No need to mess around with SSH, keys etc

Regarding spot instance resiliency mentioned by @MilesMcBain, AWS recently introduced classes of spot instances which are guaranteed to run for a certain period of time (from memory: 1/3/6 hours), the other options for being resistant to termination are 'bidding' at a higher price than everyone else (you only pay the minimum required to get your instance) or having some checkpointing in the code so that if the server does get terminated it can restart with minimal losses.

I'm not familiar with SNOW and only passing familiarity with Docker (I wrote my first docker file last weekend).
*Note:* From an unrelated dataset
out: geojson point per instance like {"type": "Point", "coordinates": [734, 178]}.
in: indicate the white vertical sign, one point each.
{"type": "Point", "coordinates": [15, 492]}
Regarding the use of Docker in this use case, I'm still not convinced that it provides much benefit on a server that is intended to exist only for the duration of the job, however I don't see it as being a hindrance so happy to go with thoughts of the group. (FYI, installing rStudio with dependencies on most linux distributions is two commands).

dfalster commented 8 years ago

I was very sorry to miss the auunconf event, but hopefully next time. Anyway, good news is that over the last 2 years, I've been working in a project that has among other things built tools that enable the type of work flows being discussed in this thread. In particular:

Easily spinning up an AWS cluster
Uploading and queuing R jobs

To spin up the cluster, we use a new tool called clusterous, developed by a team at SIRCA. The aim we set the team at SIRCA was to make this process easier for scientists, and enable them to easily upload their code, data and retrieve results. Clusterous is language agnostic, can be used with any number of workflows. To enable R-based workflows, @richfitz developed a couple of tools:

dockertest -- to build a docker container for your R project. On running clusterous, this gets loaded onto the AWS worker machines. The benefit of bringing your own docker container is that you can build and test workers locally, before pushing it up.
rrqueue -- allows you to queue jobs from your laptop onto the AWS cluster.

Other features include logging of output, ability to query task run times, etc.

It's all still a little rough, but we have now successfully used the tools and workflow in several projects. @jscamac and I will hopefully put together a minimal demo in the near future, demonstrating how they all come together.

I'd be keen to hear from anyone who is interested in using these tools, what features might be missing, and whether we might build on this basis in future unconf events.